ヘリコプターの航空無線、、、

関空

 訓練生として飛び始めたとき、あまりに多くのことを覚えるというかマスターするというか、一挙に重くのしかかってくることに航空無線のことがあります。

 航空学生の場合は2年近くも準備教育があって、それなりに準備できていると思ったのですが、航空無線のことがなかなかむつかしかったように思います。

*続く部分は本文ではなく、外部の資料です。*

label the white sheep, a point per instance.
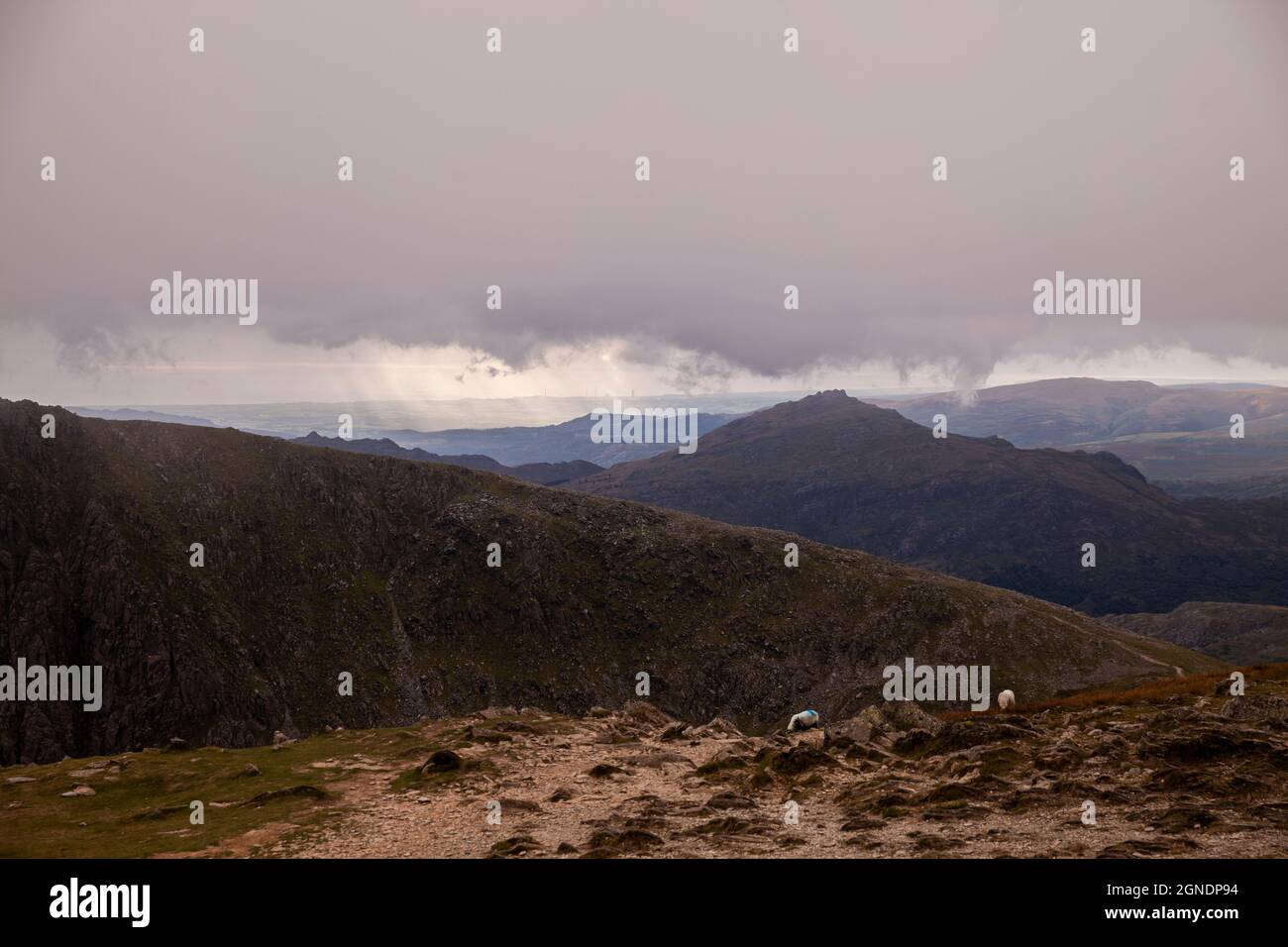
(803, 720)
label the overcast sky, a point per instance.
(518, 169)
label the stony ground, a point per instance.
(1179, 768)
(1188, 776)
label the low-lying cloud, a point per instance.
(768, 169)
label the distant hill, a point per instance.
(323, 562)
(129, 414)
(853, 474)
(1235, 633)
(554, 442)
(1211, 463)
(1060, 412)
(546, 474)
(1179, 437)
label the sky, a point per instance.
(518, 169)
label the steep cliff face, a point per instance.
(320, 564)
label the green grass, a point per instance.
(146, 809)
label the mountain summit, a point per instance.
(327, 564)
(853, 474)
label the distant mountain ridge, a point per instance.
(546, 474)
(1179, 437)
(1237, 633)
(323, 562)
(853, 474)
(554, 442)
(1060, 412)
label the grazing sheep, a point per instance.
(803, 720)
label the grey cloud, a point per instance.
(768, 169)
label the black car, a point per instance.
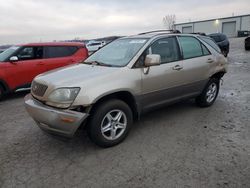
(222, 42)
(247, 43)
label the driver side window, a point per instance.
(167, 48)
(26, 53)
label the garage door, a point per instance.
(187, 29)
(229, 29)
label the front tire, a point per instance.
(209, 94)
(110, 123)
(1, 92)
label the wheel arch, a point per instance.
(4, 85)
(124, 96)
(218, 75)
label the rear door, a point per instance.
(59, 56)
(163, 83)
(197, 62)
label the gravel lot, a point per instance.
(177, 146)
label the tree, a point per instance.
(169, 21)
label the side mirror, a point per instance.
(13, 59)
(152, 60)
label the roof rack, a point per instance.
(161, 31)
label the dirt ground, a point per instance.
(177, 146)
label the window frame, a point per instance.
(209, 38)
(151, 43)
(45, 48)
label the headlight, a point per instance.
(63, 97)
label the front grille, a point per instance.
(38, 89)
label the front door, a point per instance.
(162, 84)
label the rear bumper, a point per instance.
(52, 120)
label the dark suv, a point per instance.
(222, 42)
(247, 43)
(21, 63)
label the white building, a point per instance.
(229, 25)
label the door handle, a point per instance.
(210, 60)
(177, 67)
(40, 63)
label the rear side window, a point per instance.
(29, 53)
(191, 47)
(59, 51)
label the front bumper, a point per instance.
(52, 120)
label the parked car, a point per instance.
(20, 64)
(95, 45)
(222, 41)
(123, 80)
(247, 43)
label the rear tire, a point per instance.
(225, 53)
(209, 94)
(110, 123)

 航空英語の問題と航空無線機のノイズや聞き取りにくさの問題、そして相手が何を言ってくるかわからない場合のむつかしさなどがあります。

 固定翼機の場合は管制官とやり取りする言い回しは離着陸時の地点地点でほとんど決まったことばかりなので、ノイズが多かったり、管制官の個癖の問題などがあってもある程度はわかりやすと言えるでしょう。

 これは外国へ行くと必ずしも日本と同じような言い回しとは限らず、基本通りの言い方でない場合もあり、あるいは私が飛んだインドネシアでは特有の訛りの強い英語など聞き取りにくいことも多々あったようです。

 さらに日本でも海外でも、ヘリコプターは固定翼機のようにいつも同じパターン経路で離着陸するとは限rず、航空管制用語以上に一般的な英会話能力が必要なようでした。

 このようなやり取りがノイズの多い航空無線にの波に乗って、飛び交いますので自分が呼ばれているのか違うのか、あるいは管制指示が出たのか他機へのものなのかなど難しい面がありました。

 日本国内でも無線機が2台同時運用になってからは、2波が同時にかぶることや、相手が自機の状況にお構いなく呼び込んでくるなど難しいものがあります。

 2波同時に受信したら聖徳太子の10人どころか2波ですら聞き取れないのが普通です。

 空港の管制塔へ見学研修に何回か出かけて実際の運用を見せてもらったことや旅客機のコクピットの無線の状況を見せてもらったこともありますが、ヘリコプターの騒音の大きさに比較して大変静かで、無線の聞き取りがしやすい環境であることに驚いたものです。

 ヘリはジェット戦闘機並みの騒音で大変聞き取りにくく、初めて飛んで無線を聞いた時には何を言って言うのかほとんどわからないと思ったものですが慣れれば聞き取れるようになってくるものでした。

 自機からの送信内容に対して、帰ってくる内容はほとんどが予想できますので聞き取れますがいきなり想像していないことをしゃべられるとうまく聞き取れないもので、ベテランになるにつれて、あるいは管制官の癖や声まで覚えるようになるということを聞かなくても内容が理解できるようになるものです。

 定期便や固定翼機が管制塔とかわす通信内容はほとんどが定型通りで聞き取りやすいのですが、ヘリの通信はイレギュラーばかりでなかなかむつかしく誤解も多く発生するようです。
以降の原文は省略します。